You are simply falsely equivocating “evidence” for “proof.”

No, the evidence can be wrong in some cases. It's not proof just because all the existing evidence points in the same direction. There's still much that's not known, so there can still be doubt, and instead there is only reasonable hope, based on the limited evidence.

"The evidence is" that it happened, in the sense that the only evidence we have says this happened and there's no evidence saying it did not happen. But even so, it's not "proof," which would be so much evidence that there can be no reasonable doubt left.

There is no recognized cutoff point between:

1) just a strong case, where there's still doubt, and

2) PROOF which removes all the doubt.

"Proof" doesn't necessarily mean 2 + 2 = 4. It can mean an abundance of empirical evidence which is so great that it's no longer possible to doubt, even though there's a tiny fraction -- .000000001 -- of chance that it's not so. There's no recognized cutoff point how much this tiny fraction is.
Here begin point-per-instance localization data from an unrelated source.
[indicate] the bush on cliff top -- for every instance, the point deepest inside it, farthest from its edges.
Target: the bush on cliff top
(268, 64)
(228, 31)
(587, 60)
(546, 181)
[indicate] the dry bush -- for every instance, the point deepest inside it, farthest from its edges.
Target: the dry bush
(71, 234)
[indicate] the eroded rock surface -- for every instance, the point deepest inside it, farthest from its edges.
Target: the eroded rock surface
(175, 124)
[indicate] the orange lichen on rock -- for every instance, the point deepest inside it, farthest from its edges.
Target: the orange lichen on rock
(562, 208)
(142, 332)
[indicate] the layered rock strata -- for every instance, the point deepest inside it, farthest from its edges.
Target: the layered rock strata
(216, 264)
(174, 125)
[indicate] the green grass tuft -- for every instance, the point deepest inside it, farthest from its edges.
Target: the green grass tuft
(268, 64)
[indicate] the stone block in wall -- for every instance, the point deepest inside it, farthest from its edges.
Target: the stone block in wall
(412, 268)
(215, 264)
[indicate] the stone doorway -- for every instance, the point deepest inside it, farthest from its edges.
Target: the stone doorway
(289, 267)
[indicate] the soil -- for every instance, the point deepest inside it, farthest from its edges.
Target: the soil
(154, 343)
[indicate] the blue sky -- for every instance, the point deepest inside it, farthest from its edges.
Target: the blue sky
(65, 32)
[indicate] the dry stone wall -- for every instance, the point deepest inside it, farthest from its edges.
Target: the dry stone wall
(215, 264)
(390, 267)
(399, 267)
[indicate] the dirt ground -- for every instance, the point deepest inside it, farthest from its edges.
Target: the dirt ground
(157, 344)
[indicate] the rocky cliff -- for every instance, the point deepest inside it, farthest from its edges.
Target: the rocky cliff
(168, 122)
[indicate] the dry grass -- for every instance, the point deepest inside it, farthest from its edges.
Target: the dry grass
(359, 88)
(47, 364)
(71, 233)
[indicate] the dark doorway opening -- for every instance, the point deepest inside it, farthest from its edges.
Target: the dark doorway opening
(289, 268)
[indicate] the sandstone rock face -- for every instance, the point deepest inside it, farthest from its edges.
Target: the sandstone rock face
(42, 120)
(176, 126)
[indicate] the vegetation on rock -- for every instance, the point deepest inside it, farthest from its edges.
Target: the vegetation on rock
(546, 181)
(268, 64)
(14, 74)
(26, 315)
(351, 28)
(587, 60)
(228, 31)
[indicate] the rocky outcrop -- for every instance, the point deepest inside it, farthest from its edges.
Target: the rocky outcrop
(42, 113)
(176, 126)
So some historical facts are "proved": JFK was assassinated, the 9-11 attack did happen, humans did land on the moon. Etc. For some such facts there is proof, which is more than just saying "the evidence is that . . ."

In normal discourse it's not enough to just say "The evidence is that the moon landing did happen." It's correct, but the truth of this is more than just saying there's evidence. "The evidence" can be that it happened -- i.e., according to the evidence we have it happened -- but it's also possible there's still more evidence which would refute it, but which has not yet been discovered. This is not the case for those facts which are PROVED beyond doubt.

So far the only "evidence" offered to refute the Jesus Resurrection is the dogma that all miracle claims have to be fiction. Or rather, there are no other cases for which there is good evidence, and so that's evidence against this case for which there is evidence. So this one case is refuted by the fact that it's the ONLY case for which there is evidence, and so this evidence is overruled by the more general doctrine that no such event can ever happen because there's no evidence (except this one case) that such a thing ever happened.

That's the only case against the Jesus miracles/Resurrection. I.e., no evidence in this case, but only the broad conclusion from other cases that it can't happen.

So "the evidence" we do have in this case is that it happened. And there aren't any other such cases.

But there is NO PROOF that it did or did not happen.